Exzellente Bildung und freie Forschung sind unabdingbare Voraussetzungen für Innovation und Wohlstand und damit für eine bessere Zukunft für Europa. Wir Freie Demokraten setzen uns deshalb dafür ein, den europäischen Bildungsraum zu stärken. Wir wollen bestehende Hürden abbauen, damit der europäische Bildungsraum für alle Menschen in der EU zum persönlichen Chancenraum wird. Die Bildungsfreizügigkeit wollen wir als neue Grundfreiheit der Europäischen Union etablieren sowie die Semester- und Prüfungszeiten in der EU angleichen. Dadurch vereinfachen wir die Planung von Auslandsaufenthalten und verhindern beispielsweise, dass Studierende ihr Studium aufgrund abweichender Zeiträume verlängern müssen. Wir wollen es erleichtern, europaweit die am besten passende Universität zu finden. Auch Bewerbungsprozesse wollen wir vereinfachen. Zu diesem Zweck soll ein zentrales Online-Bewerbungsportal für die EU eingeführt werden. Wir fordern die Einführung eines digitalen Europäischen Studierendenausweises, damit sich Studierende europaweit unkompliziert ausweisen können.

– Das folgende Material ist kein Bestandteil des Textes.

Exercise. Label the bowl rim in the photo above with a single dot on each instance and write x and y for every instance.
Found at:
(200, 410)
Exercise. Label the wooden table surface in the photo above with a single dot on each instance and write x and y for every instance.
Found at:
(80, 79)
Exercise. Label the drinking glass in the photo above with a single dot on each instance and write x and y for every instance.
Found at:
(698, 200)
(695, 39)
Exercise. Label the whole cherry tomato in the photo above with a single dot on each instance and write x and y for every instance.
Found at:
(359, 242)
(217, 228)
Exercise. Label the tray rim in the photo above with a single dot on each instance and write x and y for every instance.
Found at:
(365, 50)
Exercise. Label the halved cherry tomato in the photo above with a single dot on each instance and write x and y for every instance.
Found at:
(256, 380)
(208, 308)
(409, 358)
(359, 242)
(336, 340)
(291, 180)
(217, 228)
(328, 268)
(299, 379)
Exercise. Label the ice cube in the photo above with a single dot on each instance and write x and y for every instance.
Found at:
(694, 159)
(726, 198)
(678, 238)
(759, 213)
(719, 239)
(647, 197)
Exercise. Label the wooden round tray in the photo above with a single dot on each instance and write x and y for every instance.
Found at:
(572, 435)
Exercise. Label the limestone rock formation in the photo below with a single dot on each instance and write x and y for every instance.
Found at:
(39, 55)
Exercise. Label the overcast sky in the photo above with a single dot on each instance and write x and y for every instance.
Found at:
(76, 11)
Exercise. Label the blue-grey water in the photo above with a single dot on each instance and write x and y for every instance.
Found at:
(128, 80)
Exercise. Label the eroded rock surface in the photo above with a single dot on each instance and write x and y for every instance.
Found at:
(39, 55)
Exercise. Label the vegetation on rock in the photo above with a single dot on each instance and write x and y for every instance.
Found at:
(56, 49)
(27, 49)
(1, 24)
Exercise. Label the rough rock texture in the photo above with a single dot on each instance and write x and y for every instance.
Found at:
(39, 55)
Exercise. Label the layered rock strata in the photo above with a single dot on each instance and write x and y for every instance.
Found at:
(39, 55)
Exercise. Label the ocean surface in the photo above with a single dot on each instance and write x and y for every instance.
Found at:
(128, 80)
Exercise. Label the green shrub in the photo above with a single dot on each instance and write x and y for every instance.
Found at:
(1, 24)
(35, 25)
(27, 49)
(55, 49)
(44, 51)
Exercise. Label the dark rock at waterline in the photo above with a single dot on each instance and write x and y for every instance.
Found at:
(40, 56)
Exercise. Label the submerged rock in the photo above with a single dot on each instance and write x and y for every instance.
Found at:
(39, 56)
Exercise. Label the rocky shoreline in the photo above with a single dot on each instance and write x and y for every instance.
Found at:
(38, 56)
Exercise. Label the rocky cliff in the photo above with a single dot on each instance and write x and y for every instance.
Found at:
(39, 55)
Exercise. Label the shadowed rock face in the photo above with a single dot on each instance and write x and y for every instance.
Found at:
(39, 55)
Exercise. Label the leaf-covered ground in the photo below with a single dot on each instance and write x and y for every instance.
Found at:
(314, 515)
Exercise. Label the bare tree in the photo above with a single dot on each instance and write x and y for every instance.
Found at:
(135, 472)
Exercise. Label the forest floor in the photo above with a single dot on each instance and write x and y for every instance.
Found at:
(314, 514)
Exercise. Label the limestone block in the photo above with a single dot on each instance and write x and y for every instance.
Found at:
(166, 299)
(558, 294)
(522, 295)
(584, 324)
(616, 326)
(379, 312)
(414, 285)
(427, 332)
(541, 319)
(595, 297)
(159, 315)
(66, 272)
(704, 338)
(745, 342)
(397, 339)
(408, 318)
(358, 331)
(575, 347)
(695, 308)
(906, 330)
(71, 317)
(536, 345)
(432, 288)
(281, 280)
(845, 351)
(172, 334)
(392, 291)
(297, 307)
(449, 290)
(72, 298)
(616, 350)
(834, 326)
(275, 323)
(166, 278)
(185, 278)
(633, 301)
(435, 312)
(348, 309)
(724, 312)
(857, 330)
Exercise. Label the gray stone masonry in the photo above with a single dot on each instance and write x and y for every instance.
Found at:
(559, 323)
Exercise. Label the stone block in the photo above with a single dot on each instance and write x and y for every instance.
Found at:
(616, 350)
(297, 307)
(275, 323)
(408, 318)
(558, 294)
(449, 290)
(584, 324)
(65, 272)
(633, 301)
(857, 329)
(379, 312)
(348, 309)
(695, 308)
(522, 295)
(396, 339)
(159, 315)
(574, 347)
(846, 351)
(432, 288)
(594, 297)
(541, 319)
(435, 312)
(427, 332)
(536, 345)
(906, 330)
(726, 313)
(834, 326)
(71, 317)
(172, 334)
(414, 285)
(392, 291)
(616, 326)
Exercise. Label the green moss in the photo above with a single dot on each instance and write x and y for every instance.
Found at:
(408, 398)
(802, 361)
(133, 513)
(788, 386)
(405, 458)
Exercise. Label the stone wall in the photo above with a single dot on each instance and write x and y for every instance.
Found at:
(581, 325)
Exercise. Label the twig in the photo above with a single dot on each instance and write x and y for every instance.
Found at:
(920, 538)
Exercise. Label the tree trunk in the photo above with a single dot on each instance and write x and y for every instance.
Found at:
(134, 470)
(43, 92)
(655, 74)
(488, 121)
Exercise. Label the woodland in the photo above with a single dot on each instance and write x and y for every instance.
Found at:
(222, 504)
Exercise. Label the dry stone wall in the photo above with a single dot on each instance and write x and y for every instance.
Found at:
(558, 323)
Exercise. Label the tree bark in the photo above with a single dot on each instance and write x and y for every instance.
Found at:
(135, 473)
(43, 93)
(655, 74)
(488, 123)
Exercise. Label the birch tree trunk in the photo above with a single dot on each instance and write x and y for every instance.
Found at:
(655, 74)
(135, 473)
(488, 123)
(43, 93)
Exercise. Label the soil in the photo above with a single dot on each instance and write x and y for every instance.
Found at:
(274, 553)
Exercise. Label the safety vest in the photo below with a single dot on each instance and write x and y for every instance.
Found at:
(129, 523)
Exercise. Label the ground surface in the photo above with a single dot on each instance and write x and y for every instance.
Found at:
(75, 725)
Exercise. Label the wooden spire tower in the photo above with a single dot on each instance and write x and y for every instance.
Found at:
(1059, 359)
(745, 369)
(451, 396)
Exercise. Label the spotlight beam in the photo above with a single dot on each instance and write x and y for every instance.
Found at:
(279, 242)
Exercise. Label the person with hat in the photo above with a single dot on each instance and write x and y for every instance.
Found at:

Europas wirtschaftlicher Erfolg basiert auf Technologien und der Bildung seiner Bürgerinnen und Bürger. Wie werden Sie sich dafür einsetzen, dass auch im nächsten Finanzrahmen der EU das Europäische Forschungsrahmenprogramm und das Mobilitätsprogramm Erasmus einen Mittelzuwachs erhalten?

Wir wollen Erasmus+ stärken und den Zugang auch für Lehrkräfte, Schülerinnen und Schüler sowie Azubis verbessern. Weiteren Partnerländern der EU soll der Status als Programmland angeboten werden, insbesondere den Beitrittskandidaten. Die Vergleichbarkeit und gegenseitige Anerkennung von Zeugnissen und Abschlüssen wollen wir verbessern. Das EU-Rahmenprogramm für Forschung und Innovation „Horizon Europe“ wollen wir weiterentwickeln und mit klaren Schwerpunkten insbesondere in den Bereichen Bio- und Gentechnologie, Energietechnik sowie Digitalisierung und Künstliche Intelligenz ausbauen. Wir unterstützen den zentralen Teil des „Investitionsplanes für Europa“, mit dem die Europäische Union eine verbesserte, zielgenauere Verwendung von EU-Haushaltsmitteln anstrebt. Mithilfe der Europäischen Investitionsbank (EIB) sollen Investitionen mobilisiert werden – mit Schwerpunkten auf Infrastruktur, Forschung und Entwicklung von klimaschonenden Technologien sowie Innovationen kleiner und mittlerer Unternehmen.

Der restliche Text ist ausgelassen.